Son Excellence Mwai Kibaki, président de la République du Kenya,
Son Excellence Paul Kagame, président de la République du Rwanda,
Son Excellence Kalonzo Musyoka, vice-président du Kenya,
Le Très Honorable Raila Amolo Odinga, Premier ministre du Kenya,
Son Excellence Joaquim Chissano, ancien président du Mozambique,
Son Excellence Benjamin Mkapa, ancien président de la République-Unie de Tanzanie,
L’Honorable Samuel Poghisio, ministre de l’Information et de la Communication de la République du Kenya,
Chers ministres,
Excellences,
Mesdames et Messieurs,

C’est avec un réel plaisir que je vous rejoins au sein de cette conférence, événement qui tout en revenant sur un éminent passé, appréhende un avenir empli de défis. La présence à cette conférence de M. Kibaki et de nombreux autres chefs d’Etat, passés et actuels, revêt une immense importance pour moi-même, à titre personnel, et pour le Nation Media Group. Il ne fait en effet aucun doute que les relations entre gouvernements et médias sont primordiales pour l’avenir de l’Afrique, aussi délicat, voire exaspérant, que cela puisse s’avérer quelquefois.

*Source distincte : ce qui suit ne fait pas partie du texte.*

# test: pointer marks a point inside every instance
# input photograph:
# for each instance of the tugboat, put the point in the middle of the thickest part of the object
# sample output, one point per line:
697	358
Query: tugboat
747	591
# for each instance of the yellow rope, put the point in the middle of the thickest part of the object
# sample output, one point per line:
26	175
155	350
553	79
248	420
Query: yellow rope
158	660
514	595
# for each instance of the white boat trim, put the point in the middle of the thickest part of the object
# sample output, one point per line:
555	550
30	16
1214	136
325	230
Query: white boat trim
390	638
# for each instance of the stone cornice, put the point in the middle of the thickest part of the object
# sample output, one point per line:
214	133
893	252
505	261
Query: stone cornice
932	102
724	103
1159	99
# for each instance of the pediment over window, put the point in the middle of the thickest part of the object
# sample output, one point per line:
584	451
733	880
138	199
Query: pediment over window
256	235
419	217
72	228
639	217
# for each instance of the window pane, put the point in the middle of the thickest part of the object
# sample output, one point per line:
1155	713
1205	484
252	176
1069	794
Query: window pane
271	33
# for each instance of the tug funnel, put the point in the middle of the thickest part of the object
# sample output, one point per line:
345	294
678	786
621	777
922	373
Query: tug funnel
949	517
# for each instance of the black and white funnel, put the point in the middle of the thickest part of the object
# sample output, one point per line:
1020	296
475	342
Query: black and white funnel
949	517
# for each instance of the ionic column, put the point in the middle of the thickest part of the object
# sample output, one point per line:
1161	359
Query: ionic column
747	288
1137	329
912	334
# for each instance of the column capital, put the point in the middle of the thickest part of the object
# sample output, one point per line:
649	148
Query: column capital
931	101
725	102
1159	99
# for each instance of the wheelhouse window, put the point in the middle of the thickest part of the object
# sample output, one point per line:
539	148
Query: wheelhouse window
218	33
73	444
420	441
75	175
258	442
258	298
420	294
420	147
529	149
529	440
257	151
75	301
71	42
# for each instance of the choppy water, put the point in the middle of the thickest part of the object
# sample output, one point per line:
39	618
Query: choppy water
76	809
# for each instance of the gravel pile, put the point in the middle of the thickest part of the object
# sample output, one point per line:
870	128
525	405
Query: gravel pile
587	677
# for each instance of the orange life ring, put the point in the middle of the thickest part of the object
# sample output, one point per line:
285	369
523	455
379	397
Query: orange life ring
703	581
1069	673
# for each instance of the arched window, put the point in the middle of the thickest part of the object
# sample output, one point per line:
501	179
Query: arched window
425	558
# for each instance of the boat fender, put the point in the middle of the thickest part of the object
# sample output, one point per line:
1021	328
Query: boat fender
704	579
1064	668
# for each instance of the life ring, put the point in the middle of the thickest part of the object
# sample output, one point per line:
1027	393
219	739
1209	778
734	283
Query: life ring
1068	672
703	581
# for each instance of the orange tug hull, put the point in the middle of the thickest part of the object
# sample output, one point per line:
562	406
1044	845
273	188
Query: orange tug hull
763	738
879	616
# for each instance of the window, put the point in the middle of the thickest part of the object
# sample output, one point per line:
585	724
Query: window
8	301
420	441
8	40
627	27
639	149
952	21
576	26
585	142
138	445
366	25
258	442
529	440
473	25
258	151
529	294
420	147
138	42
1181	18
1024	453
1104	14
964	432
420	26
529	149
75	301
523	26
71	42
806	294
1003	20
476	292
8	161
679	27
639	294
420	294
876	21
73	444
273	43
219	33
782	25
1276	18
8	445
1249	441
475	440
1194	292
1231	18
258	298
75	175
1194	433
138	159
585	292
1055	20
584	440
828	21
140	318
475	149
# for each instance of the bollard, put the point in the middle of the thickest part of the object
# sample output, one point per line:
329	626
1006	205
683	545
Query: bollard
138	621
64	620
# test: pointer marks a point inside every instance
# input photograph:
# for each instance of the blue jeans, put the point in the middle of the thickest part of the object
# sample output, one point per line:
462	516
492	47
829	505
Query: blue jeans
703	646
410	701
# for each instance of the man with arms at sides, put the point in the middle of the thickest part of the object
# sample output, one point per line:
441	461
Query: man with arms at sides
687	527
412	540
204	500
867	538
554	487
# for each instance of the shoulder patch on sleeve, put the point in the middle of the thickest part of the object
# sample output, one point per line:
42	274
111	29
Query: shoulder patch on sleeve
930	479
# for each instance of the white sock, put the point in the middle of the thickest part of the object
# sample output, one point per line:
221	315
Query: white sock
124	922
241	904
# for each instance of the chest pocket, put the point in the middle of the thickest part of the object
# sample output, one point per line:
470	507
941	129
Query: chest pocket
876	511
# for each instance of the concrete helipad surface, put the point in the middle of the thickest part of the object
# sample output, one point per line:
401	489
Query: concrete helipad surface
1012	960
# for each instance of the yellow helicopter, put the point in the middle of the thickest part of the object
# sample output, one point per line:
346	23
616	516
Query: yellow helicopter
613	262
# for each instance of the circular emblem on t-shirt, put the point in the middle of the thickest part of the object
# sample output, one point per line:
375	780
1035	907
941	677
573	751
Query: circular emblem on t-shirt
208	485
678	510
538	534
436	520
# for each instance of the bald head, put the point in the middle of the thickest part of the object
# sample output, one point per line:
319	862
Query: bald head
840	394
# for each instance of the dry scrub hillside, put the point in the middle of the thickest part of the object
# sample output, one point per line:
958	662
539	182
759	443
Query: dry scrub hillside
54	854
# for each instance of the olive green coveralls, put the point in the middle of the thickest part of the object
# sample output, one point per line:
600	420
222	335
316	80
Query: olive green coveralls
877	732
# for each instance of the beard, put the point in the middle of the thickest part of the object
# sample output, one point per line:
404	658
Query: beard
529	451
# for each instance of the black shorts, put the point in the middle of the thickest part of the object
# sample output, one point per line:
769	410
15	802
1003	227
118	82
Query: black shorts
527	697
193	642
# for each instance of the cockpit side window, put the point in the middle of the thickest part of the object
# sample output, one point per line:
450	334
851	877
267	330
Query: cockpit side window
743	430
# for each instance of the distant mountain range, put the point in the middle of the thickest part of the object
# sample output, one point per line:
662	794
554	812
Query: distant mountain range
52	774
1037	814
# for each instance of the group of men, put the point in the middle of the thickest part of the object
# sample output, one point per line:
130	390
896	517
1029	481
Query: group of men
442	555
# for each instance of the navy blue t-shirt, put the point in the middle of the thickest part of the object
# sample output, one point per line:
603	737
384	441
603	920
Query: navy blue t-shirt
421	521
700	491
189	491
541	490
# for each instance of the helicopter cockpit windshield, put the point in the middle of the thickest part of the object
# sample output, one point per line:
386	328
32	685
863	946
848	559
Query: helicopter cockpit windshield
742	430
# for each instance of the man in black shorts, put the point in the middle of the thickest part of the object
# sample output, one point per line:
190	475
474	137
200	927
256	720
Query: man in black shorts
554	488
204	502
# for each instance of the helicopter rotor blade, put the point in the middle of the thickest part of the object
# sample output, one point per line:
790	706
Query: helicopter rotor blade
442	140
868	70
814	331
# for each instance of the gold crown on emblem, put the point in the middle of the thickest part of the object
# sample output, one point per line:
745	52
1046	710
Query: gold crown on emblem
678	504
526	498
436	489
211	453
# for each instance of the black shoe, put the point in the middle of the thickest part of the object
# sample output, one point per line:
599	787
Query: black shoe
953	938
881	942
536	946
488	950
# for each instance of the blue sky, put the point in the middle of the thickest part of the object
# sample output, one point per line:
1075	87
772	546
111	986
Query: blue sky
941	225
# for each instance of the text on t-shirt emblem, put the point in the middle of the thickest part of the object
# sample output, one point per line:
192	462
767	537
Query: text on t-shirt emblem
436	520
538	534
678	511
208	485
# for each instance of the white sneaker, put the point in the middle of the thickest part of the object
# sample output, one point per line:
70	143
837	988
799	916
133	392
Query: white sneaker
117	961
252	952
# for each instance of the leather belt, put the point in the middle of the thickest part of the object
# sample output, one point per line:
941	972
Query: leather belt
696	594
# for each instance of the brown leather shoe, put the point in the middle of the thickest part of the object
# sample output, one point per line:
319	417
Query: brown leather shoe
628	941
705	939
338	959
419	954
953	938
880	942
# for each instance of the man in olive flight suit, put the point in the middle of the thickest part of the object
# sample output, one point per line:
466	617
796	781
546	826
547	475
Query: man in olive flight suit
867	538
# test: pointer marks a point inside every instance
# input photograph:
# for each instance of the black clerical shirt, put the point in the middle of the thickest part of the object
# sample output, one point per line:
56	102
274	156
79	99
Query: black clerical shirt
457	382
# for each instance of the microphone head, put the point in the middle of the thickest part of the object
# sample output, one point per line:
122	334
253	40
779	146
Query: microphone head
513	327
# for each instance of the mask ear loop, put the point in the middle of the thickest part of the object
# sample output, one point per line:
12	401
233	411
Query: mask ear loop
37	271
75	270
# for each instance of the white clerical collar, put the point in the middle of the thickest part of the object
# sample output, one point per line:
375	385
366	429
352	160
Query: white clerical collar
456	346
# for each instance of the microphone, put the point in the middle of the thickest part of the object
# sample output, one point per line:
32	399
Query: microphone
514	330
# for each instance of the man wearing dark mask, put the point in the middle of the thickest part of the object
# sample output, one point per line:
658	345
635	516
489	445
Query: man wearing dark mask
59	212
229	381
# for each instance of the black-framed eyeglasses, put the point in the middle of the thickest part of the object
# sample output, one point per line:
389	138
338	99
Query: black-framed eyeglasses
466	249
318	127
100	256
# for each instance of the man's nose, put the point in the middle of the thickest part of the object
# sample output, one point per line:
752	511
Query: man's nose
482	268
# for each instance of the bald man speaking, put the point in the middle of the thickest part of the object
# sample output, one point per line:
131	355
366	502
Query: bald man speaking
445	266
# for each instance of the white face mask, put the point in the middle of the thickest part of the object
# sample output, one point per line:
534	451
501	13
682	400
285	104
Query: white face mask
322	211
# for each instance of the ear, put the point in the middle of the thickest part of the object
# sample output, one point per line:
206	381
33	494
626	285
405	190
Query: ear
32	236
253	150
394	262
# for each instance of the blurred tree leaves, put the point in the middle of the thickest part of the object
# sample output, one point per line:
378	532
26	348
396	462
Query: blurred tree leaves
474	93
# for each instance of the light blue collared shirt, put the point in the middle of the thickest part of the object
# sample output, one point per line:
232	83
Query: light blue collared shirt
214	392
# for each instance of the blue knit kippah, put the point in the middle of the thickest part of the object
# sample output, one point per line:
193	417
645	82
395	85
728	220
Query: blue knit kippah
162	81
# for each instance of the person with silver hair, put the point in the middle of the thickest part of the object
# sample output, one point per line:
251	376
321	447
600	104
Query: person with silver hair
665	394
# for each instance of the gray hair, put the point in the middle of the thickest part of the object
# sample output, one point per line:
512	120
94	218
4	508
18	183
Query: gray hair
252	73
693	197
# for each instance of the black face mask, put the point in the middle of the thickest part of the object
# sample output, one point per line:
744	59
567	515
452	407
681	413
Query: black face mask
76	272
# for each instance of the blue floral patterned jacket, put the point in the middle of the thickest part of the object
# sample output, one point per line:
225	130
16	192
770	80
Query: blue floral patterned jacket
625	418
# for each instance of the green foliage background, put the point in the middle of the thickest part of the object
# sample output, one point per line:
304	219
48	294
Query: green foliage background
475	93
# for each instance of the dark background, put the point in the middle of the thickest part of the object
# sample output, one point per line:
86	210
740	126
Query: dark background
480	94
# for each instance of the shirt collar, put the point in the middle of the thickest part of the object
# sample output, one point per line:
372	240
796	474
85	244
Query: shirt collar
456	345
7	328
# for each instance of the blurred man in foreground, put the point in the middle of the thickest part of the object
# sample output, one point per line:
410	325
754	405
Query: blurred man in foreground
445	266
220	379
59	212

A bien des égards, ceci a été un nouveau défi pour l’Afrique. Avant l’indépendance, il n’existait pas au niveau national de propriétaires de médias, de journaux, de chaînes de télévision, de stations de radio, ni d’équipes autochtones de journalistes qualifiés. Les gouvernements ayant acquis nouvellement leur indépendance durent coopérer avec des médias totalement novices en matière de questions africaines, à l’heure où dirigeants politiques et journalistes jonglaient tant bien que mal avec des débats aussi essentiels que le capitalisme, le communisme et le non-alignement. C’est dans ce contexte que je décidai de créer le premier groupe médiatique d’Afrique de l’Est. J’avais alors 24 ans et une méconnaissance totale des médias. Pour reprendre un terme swahili, j’étais « Kutia Mkono Gizani » ; autrement dit, « l’aveugle qui conduit les aveugles ».

Je serais tenté d’évoquer longuement nos débuts, nos grands projets et les étapes que nous avons franchies pour les réaliser. Et je faillirais à mon devoir si je ne profitais pas de cette occasion pour saluer ceux qui ont consacré tellement de leur temps et de leur talent au progrès du Nation Media Group, dès les premiers jours jusqu’à aujourd’hui.
Qu’avions-nous espéré et prévu pour le Groupe il y a 50 ans ? Nous aspirions sans nul doute à ce qu’il passe d’une entreprise balbutiante travaillant à perte à une entreprise rentable de premier ordre, puis qu’il se transforme d’une entreprise privée en une société publique, aujourd’hui détenue principalement par des milliers d’actionnaires locaux. Nous étions également déterminés à rester à la pointe du progrès technologique afin de ne pas encombrer l’Afrique de techniques de production dépassées.

En revanche, nous n’avions sans doute pas prévu la façon dont l’entreprise se diversifierait et s’étendrait, à toute l’Afrique de l’Est, à la télévision, à la radio et désormais à l’Internet, nous permettant de relayer notre travail au reste du monde.

Cependant, même si nous pouvons être fiers de nos réussites, saisissons cette occasion pour nous tourner vers l’avenir.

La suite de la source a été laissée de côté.